Drawing on three case studies in a coastal region in Mexico, Minerva Arce-Ibarra and her colleagues (Chapter 4) analyze how rights-based coastal ecosystem access, use and management have evolved from open access to community managed rights regime over the last four decades. They illustrate how community user groups have used this shift to proactively engage in ways that create better conditions for themselves and for their coastal commons.

Chapter 5

Transformations of the Reef, Transformations of the Mind: Marine Aquarium Trade in Bali, Indonesia
By Jack Frey and Fikret Berkes

In Chapter 5, Jack Frey and Fikret Berkes examine the ornamental fish trade in Bali, Indonesia. Their analysis provides important insights about how environmental degradation can be reversed and about the factors involved in such a transformation. In particular, they highlight how change related to reef protection came about through a transformation in the mindset of local fishers, and the subsequent links to other important ingredients, such as leadership, learning, trust building and partnerships.

Chapter 6

The Path to Sustainable Fisheries in Japan and the Transformative Impact of the Shiretoko World Natural Heritage Site
By Eirini Ioanna Vlachopoulou and Mitsutaku Makino

Eirini Vlachopoulou and Mitsutaku Makino (Chapter 6) synthesize experiences in the Shiretoko World Natural Heritage Site in Japan. Here, local initiatives have transformed the area into an example of community conservation success. Of particular interest is the crucial role of stakeholder participation in decision-making processes, and the extensive collaboration among users groups in fostering critical changes.

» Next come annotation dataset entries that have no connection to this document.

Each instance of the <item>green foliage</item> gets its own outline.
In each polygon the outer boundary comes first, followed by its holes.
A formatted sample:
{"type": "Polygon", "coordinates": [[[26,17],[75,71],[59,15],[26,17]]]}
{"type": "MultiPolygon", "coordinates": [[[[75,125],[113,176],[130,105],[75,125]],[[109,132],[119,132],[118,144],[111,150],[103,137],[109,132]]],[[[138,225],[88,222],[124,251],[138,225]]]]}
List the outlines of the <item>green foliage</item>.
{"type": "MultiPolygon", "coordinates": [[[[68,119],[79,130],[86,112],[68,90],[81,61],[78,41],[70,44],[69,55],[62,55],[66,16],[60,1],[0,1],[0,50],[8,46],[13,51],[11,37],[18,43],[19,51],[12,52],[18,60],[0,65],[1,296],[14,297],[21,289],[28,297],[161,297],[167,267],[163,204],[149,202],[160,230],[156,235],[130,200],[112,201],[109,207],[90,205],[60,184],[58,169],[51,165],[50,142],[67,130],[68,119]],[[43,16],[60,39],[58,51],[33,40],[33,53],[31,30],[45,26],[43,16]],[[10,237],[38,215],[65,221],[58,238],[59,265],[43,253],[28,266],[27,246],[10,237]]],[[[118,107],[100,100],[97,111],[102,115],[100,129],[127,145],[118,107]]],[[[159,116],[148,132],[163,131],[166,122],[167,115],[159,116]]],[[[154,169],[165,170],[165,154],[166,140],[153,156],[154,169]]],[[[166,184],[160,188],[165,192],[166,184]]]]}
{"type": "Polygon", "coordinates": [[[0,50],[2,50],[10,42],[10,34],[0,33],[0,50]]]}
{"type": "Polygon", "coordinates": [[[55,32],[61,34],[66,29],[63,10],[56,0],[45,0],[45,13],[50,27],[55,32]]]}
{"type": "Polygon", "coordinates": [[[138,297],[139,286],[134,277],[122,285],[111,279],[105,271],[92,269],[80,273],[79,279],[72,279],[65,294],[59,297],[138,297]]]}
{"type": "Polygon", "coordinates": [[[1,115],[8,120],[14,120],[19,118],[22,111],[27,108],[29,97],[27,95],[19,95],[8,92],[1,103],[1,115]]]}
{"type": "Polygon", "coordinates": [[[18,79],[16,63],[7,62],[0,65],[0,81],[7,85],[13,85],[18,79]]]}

Shiretoko fishing community

Chapter 7

Community Participation and Adaptation to Change in Biosphere Reserves: A Review and a Mediterranean European Coastal Wetland Case Study (Rhone Delta Biosphere Reserve, Southern France)
By Meriem Bouamrane, Raphael Mathevet, Harold Levrel, Heather Huntington and Arun Agrawal

In Chapter 7, Meriem Bouamrane and colleagues combine qualitative and quantitative analysis to explore how participation in management affects social, economic and ecological outcomes, focusing on the Rhone Delta Biosphere Reserve, in Southern France. In doing so, their analysis provides insights on how local participation and resilience are related to biodiversity and socio-economic outcomes, and therefore, the implications for fostering transformative change.